The U.S. Federal Trade Commission (FTC) recently announced a $1 million settlement with Sony BMG Music Entertainment (Sony Music) to resolve charges that Sony Music violated the Children’s Online Privacy Protection Act of 1998 (COPPA).  The FTC Complaint alleged that Sony Music improperly collected, maintained, and disclosed personal information from thousands of children under the age of 13 on certain Sony Music websites, without their parents’ consent. 
COPPA and its implementing rule prohibit the unauthorized or unnecessary collection of children’s personal information online by operators of commercial websites or online services.  COPPA rules describe website operators’ general obligations to protect childrens’ privacy and safety online, set out the information that website operators must include in privacy policies, and provide guidance about when/how website operators must notify parents regardling collection/consent to disclosure of childrens’ information.

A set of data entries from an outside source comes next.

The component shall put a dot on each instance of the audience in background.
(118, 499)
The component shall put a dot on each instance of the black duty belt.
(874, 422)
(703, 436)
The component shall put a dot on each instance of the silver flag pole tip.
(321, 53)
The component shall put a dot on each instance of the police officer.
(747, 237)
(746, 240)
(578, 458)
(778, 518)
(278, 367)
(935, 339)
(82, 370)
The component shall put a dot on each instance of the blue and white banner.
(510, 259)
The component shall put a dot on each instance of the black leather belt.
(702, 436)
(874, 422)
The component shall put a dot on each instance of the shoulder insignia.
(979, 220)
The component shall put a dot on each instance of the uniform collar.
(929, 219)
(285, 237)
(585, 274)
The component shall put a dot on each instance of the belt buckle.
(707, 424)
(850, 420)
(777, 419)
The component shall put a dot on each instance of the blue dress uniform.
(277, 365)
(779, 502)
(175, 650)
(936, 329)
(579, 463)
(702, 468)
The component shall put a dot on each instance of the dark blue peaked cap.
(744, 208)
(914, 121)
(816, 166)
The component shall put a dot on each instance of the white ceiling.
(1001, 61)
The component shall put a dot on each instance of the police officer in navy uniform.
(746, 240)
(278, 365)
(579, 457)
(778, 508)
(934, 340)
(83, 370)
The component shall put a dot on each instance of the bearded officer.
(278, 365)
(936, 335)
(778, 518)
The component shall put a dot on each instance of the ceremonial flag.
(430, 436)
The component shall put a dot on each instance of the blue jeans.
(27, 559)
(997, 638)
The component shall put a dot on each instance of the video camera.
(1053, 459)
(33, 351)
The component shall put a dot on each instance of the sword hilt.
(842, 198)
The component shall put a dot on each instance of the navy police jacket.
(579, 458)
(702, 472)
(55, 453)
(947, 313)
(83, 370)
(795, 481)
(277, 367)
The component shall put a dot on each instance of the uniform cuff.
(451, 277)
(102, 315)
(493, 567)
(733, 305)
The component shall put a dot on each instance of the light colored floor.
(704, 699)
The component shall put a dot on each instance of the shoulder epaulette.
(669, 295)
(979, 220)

The FTC Complaint alleged that Sony Music operated over 1,100 music-related websites that collected registration data and personal information from individual users, including several websites that collected personal information from at least 30,000 underage children, without first obtaining parental consent.  The Sony Music websites had social networking features allowing the children to interact with other Sony Music users.  The FTC contended that Sony Music:  failed to provide sufficient notice on its websites of what information it collected online from children, how it used the information, and related disclosure/content practices; failed to provide direct notice to parents of such information practices; failed to obtain verifiable parental consent before collecting, using, and/or disclosing childrens’ information; and failws to provide a reasonable means for parents to review the childrens’ personal information and to refuse to permit its further use or maintenance.  The FTC Complaint further charged that Sony Music’s online privacy policy falsely represented that users under the age of 13 would be restricted from participating in certain online activities, when no such bar apparently existed.

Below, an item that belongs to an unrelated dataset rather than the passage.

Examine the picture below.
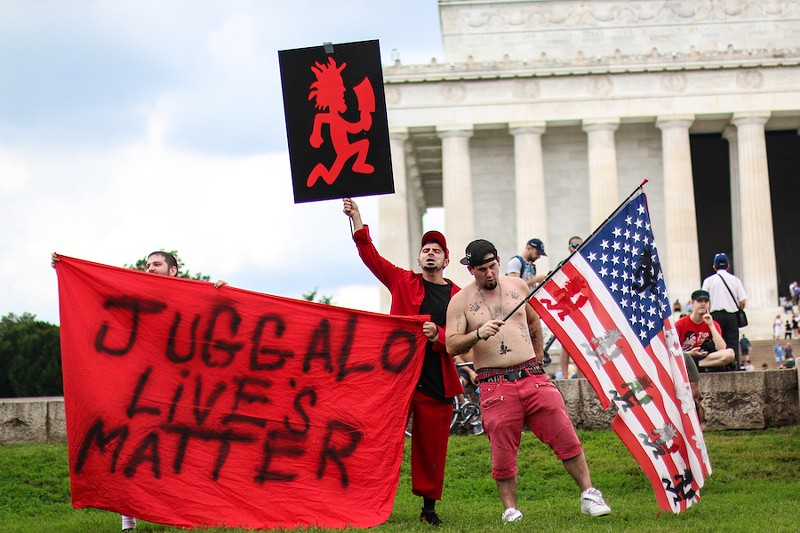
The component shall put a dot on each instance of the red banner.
(188, 405)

The Consent Decree entered by the U.S. District Court for the Southern District of New York on December 15, 2008 provided some significant remedies.  In addition to the $1 million civil penalty, Sony Music was prohibited from violating any provision of the COPPA Rule, required to delete all personal information collected and maintained in violation of COPPA, required to distribute the FTC’s publication How to Comply with the Children’s Online Privacy Protection Rule to its personnel, must link to FTC consumer education materials, and must comply with detailed compliance, reporting, and record-keeping requirements under COPPA.  The Consent Decree also addresses the social network aspect, in that Sony Music must include links to the social networking section of the FTC’s onguardonline website on any Sony Music site that allows users to create publicly-viewable profiles
The FTC Complaint is not a finding or ruling that Sony Music actually violated the law, and the Consent Order is for settlement purposes only and do not necessarily constitute an admission by the defendant of violation of any law.